Mit Peter Hohl verlässt nach 45 Jahren ein Urgestein der Kreispolitik die politische Arena. Der Kevelaerer sitzt aber nicht nur seit viereinhalb Jahrzehnten im Kreistag Kleve. Er ist zudem der „mit zehn Jahren Abstand Dienstälteste im Kreistag“ und der Dienstälteste in 25 Jahren mit fünf Wahlperioden beim Landschaftsverband Rheinland.

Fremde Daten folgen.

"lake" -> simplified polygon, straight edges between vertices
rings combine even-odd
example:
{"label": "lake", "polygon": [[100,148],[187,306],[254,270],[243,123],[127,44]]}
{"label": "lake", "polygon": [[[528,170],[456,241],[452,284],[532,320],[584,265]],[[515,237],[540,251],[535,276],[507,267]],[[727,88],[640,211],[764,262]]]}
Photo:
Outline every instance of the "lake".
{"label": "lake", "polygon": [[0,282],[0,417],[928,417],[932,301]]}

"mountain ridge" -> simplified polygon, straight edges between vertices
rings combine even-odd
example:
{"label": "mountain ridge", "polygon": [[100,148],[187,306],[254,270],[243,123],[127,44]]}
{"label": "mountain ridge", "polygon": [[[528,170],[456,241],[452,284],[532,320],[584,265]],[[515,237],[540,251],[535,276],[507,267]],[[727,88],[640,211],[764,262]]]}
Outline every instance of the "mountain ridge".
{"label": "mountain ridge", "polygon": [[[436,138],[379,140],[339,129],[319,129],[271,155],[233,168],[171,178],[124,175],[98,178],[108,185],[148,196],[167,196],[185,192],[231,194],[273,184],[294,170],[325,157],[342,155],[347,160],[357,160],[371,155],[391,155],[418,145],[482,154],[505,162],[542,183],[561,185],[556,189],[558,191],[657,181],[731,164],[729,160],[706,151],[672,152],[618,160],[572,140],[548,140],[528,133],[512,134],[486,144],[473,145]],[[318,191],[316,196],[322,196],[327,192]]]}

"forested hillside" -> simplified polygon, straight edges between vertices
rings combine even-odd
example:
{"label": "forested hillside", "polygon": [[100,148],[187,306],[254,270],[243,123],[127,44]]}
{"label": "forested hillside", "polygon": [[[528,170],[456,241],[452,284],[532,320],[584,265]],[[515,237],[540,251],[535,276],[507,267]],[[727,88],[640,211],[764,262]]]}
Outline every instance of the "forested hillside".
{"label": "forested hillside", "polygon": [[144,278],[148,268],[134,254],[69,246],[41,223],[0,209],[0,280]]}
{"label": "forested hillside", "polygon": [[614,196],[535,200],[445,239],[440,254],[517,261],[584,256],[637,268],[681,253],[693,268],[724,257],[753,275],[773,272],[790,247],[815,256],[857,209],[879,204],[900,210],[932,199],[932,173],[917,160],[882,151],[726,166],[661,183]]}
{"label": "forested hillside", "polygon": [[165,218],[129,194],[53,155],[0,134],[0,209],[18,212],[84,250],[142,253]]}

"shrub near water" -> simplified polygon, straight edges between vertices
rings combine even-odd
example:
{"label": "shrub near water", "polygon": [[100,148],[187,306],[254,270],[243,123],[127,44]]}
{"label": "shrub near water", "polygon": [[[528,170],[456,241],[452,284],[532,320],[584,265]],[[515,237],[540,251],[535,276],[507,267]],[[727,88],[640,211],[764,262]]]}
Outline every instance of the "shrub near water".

„Ich habe noch zwölf Sitzungen, weil sich die neue Landschaftsversammlung erst spät konstituiert und die weitestgehend noch durchtagen, sagt Hohl. „Das ist so gesehen ein langer Abschied. Aber ich tue, was ich zu tun habe. Und das habe ich zu tun.“ Die Kreis-Wahlperiode endet am 31. Oktober. Die letzten Wochen waren für ihn durchwachsen, „aber nicht, weil ich aufhöre, sondern die Tatsache, unter welchen Umständen man aufhört.“ Er spricht die Corona-Situation an, die auch die politischen Beziehungen beeinflusse. „Wenn ich an die vielen Hybrid-Sitzungen denke, wenn ich in Köln bin. Das ist definitiv anders als im letzten Jahr, wo ich mich entschlossen hatte, nicht mehr für ein Amt zu kandidieren.“

Seinen persönlichen Abschied aus der Politik vergleicht er mit der Schule oder dem Beruf: „Alles hat seine Zeit und ich habe mich ja auch bewusst jetzt aus der Mandatspolitik verabschieden wollen. Das war schon lange für mich klar, dass ich selbst bestimmen möchte, wann für mich Schluss ist.“ Er falle aber sicher nicht in ein Loch – „die Kunst, die Musik als passionierter Klavierspieler, wenn ich schon mal schreibe“, all das wird ihm neben den Enkeln (der vierte ist gerade unterwegs) genug Möglichkeiten geben, sich zu betätigen. „Beim Kevelaerer Museum bin ich ja auch noch dabei, das mache ich auch weiter. Das ist mir sehr, sehr wichtig.“

Wie wichtig ihm das politisch gewesen ist, kann man daran ablesen, dass er sich, als er in den 90ern dafür im Kreis gekämpft hat, einmalig gegen seine eigene Partei gestimmt hat. Aber es gebe keine Entscheidung, die er getroffen habe, die er persönlich bedauere, sagt der CDU-Politiker. „Ich habe jetzt alles Wichtige in Kevelaer selbst“, ist er froh, in Zukunft weniger zu pendeln. „Ich weiß nicht, wie oft ich um den Globus gefahren bin für die ganzen Sitzungen.“ Natürlich hofft er, dass sein Rat noch weiter gefragt ist. „Aber es ist die Zeit gekommen, wo andere die Verantwortung übernehmen müssen.“

Dank an seine Frau

Dass er all die Jahre so entschieden im politischen Geschäft tätig sein konnte, verdanke er zu einem guten Stück seiner Frau, sagt Peter Hohl. Sie sei selbst 16 Jahre im Kreis Kleve tätig gewesen, und unter anderem auch im Vorzimmer von Heinz Paal. „Sie wusste also, wie das so funktioniert.“

Was „wichtiger als die eigene politische Meinung“ sei, „ist die Verbesserung der Meinung über Politik in der Gesellschaft“, sagt Hohl. Und dazu gehöre politische Bildung. „Das sage ich seit 20 Jahren.“ Die Menschen wüssten immer weniger, was Politik eigentlich ist. „Das ist keine Situationskomik, sondern eine schwere Aufgabe, das in eine Struktur zu packen, die fundamental demokratisch ist, aber die repräsentative Demokratie nicht ausschließt.“ Dazu gehöre auch, dass die Bürger verstehen, „dass es Menschen sind, die Fehler machen und die nach dem christlichen Menschenbild“ – einem seiner persönlichen Fundamente seines Wirkens – „auch recht auf Vergebung haben.“ Was nichts damit zu tun habe, Leichtsinn oder Verantwortungslosigkeit zu befördern.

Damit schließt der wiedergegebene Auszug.